Activation of protein kinase C epsilon (PKC epsilon), opening of mitochondrial ATP-sensitive K+ channels (mitoK(ATP)), and increased mitochondrial reactive oxygen species (ROS) are key events in the signaling that underlies cardioprotection. We showed previously that mitoK(ATP) is opened by activation of a mitochondrial PKC epsilon, designated PKC epsilon 1, that is closely associated with mitoK(ATP). mitoK(ATP) opening then causes an increase in ROS production by complex I of the respiratory chain. This ROS activates a second pool of PKC epsilon, designated PKC epsilon 2, which inhibits the mitochondrial permeability transition (MPT).
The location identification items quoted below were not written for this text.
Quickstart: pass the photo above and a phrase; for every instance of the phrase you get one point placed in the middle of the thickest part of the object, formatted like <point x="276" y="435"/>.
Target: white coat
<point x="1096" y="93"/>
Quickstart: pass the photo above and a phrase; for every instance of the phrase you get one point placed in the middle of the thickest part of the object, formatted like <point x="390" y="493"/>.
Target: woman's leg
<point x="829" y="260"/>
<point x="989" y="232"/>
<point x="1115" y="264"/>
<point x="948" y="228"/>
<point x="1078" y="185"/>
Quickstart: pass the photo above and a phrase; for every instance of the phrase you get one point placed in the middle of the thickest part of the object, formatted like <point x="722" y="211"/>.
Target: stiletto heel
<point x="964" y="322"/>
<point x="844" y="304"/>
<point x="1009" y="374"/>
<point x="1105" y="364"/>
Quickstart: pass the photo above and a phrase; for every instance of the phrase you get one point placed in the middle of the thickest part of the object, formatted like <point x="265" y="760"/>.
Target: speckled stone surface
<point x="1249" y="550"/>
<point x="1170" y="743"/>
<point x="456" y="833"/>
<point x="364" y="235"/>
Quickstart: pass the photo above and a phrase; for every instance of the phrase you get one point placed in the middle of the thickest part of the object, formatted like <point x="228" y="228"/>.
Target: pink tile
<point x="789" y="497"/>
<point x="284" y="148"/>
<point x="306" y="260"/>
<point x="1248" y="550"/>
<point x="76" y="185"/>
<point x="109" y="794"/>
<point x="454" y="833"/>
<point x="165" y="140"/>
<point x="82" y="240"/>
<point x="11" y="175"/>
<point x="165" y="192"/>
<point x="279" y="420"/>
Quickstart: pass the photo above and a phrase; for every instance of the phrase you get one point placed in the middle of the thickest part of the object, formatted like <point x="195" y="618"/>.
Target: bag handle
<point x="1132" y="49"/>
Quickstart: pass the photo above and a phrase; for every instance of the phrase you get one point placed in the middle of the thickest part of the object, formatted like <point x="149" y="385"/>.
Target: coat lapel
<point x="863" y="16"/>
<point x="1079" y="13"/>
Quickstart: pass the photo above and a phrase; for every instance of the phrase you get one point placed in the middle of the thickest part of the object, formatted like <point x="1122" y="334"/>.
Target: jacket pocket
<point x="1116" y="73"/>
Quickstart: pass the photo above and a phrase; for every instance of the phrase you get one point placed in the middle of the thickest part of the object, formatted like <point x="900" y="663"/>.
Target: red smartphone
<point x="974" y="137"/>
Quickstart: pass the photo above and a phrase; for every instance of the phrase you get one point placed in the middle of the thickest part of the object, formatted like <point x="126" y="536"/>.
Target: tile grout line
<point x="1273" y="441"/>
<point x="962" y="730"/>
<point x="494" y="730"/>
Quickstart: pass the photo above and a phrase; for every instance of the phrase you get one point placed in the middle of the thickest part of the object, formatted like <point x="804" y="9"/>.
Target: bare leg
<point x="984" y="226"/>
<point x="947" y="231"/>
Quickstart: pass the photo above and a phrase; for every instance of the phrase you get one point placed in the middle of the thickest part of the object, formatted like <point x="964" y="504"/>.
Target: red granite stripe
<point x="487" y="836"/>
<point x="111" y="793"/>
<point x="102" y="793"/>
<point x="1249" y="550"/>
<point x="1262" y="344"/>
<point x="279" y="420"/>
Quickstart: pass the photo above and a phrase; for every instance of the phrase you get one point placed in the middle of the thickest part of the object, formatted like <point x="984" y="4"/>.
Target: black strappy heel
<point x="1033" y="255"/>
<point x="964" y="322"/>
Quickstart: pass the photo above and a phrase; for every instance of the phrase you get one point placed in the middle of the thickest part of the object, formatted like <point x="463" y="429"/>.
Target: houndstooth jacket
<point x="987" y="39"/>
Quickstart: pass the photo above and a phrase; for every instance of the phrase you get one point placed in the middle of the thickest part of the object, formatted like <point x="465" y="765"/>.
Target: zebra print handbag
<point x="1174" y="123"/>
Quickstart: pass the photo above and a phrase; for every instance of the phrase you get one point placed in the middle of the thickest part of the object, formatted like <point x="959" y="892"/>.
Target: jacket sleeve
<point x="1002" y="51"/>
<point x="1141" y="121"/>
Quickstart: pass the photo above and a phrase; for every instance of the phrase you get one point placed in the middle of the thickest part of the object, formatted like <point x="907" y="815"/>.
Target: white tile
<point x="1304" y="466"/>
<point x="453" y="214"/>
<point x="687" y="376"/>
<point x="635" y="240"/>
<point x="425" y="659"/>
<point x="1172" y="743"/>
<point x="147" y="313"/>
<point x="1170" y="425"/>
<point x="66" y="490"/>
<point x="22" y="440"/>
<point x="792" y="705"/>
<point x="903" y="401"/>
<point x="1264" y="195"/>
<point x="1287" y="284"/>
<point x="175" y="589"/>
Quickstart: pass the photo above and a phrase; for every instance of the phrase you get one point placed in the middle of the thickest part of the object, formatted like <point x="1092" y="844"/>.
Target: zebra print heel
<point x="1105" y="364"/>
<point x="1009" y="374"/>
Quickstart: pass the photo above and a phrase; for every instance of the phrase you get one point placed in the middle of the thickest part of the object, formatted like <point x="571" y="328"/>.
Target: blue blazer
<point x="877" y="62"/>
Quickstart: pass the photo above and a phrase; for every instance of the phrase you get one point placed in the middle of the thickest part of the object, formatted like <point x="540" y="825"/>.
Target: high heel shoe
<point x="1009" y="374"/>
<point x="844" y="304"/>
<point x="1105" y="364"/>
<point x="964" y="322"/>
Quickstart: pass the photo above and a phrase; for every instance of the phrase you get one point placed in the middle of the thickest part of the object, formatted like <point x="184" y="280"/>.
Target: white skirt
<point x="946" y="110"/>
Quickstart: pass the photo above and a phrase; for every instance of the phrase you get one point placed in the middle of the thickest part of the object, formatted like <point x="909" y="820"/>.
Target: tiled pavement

In the present study, we measured mitoK(ATP)-dependent changes in mitochondrial matrix volume to further investigate the relationships among PKC epsilon, mitoK(ATP), ROS, and MPT. We present evidence that 1) mitoK(ATP) can be opened by H2O2 and nitric oxide (NO) and that these effects are mediated by PKC epsilon 1 and not by direct actions on mitoKATP, 2) superoxide has no effect on mitoKATP opening, 3) exogenous H2O2 or NO also inhibits MPT opening, and both compounds do so independently of mitoK(ATP) activity via activation of PKC epsilon e2, 4) mitoK(ATP) opening induced by PKG, phorbol ester, or diazoxide is not mediated by ROS, and 5) mitoK(ATP)-generated ROS activates PKC epsilon 1 and induces phosphorylation-dependent mitoK(ATP) opening in vitro and in vivo. Thus mitoK(ATP)-dependent mitoK(ATP) opening constitutes a positive feedback loop capable of maintaining the channel open after the stimulus is no longer present. This feedback pathway may be responsible for the lasting protective effect of preconditioning, colloquially known as the memory effect.